By July 14, 2017Uncategorized

This is day eleven, or maybe twelve, or thirteen? We have lost track. With the sun circling endlessly, and our moves–or non-moves, rather–dictated by the tides, what constitutes day or night doesn’t actually matter. What does is that we have been working hard to eke out each kilometer. In all of this time, we have had only one day where we have been able to paddle, and that day was against a headwind.

Nares Strait is filled with ice. It is like a super highway of ice leaving the Arctic. From the shore we can see it blasting past us, going south, the direction in which we want and need to go. Imagine the pull of water going down the drain, a giant slushy of small and large floes, meadow sized and boulder sized, impossible to paddle though, impossible to walk upon.

Conditions here are different than Steve has ever seen before. In the past, paddling here has been possible because the floes leaving the Arctic have been big. What we have seen is ice like rubble. At this point in time, the only possible way forward is to half paddle, half drag our kayaks along the ice foot–that ring of ice left on the shore after a winter of rising tides repeatedly freeze, kind of making a ‘ring around the tub’ of ice. Anywhere, but right next to shore, is not safe.

Yesterday we dragged our kayaks along this ice foot at low tide. It did not work out. We won’t try low tide again. The ice foot was half melted, lots of rocks. We made some progress, but at the expense of our bodies and our boats. You could see bits of shredded red plastic coming off the bottom of our rugged custom kayaks. Eventually, we gave up and grabbed what we needed and walked the last few kilometers to the river delta to camp. While the wind came up, once again, we set up camp, and waited out the latest gale, before heading back to retrieve our boats at high tide.
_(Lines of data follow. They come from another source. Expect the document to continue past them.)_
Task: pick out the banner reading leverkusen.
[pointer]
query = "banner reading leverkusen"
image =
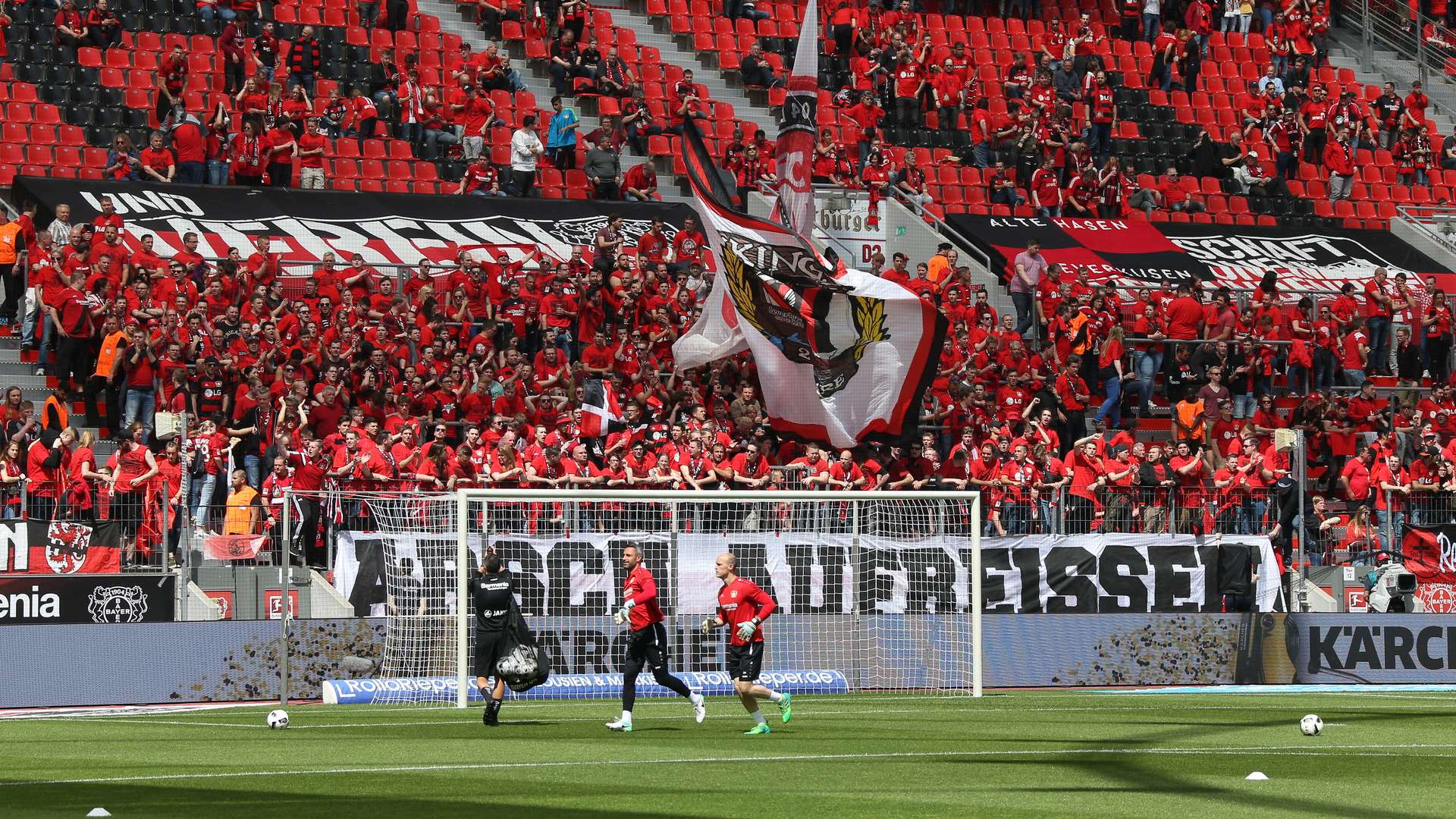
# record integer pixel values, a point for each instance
(1142, 254)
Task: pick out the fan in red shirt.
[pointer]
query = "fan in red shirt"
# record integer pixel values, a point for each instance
(743, 607)
(647, 642)
(159, 162)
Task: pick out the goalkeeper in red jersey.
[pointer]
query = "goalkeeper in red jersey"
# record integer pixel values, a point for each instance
(648, 640)
(743, 607)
That walk is a story in itself.

So here we are, at this wide windswept river delta, camped near tent rings, one thousand years old, left here by people from the Dorset culture. The sun is out, the wind is at a tolerable level. When we set out on this journey, we had hoped to make it 300 miles south to Alexandra Fiord. Now, I just hope that we can make it 40 miles in the next three weeks to Carl Ritter, where a Twin Otter could come to pick us up. Our isolation is palpable. When the wind picks up, and the sun is behind the mountains, it is cold, and I feel really far away. It is so incredibly beautiful, stark. It is not easy witnessing change on a geologic scale.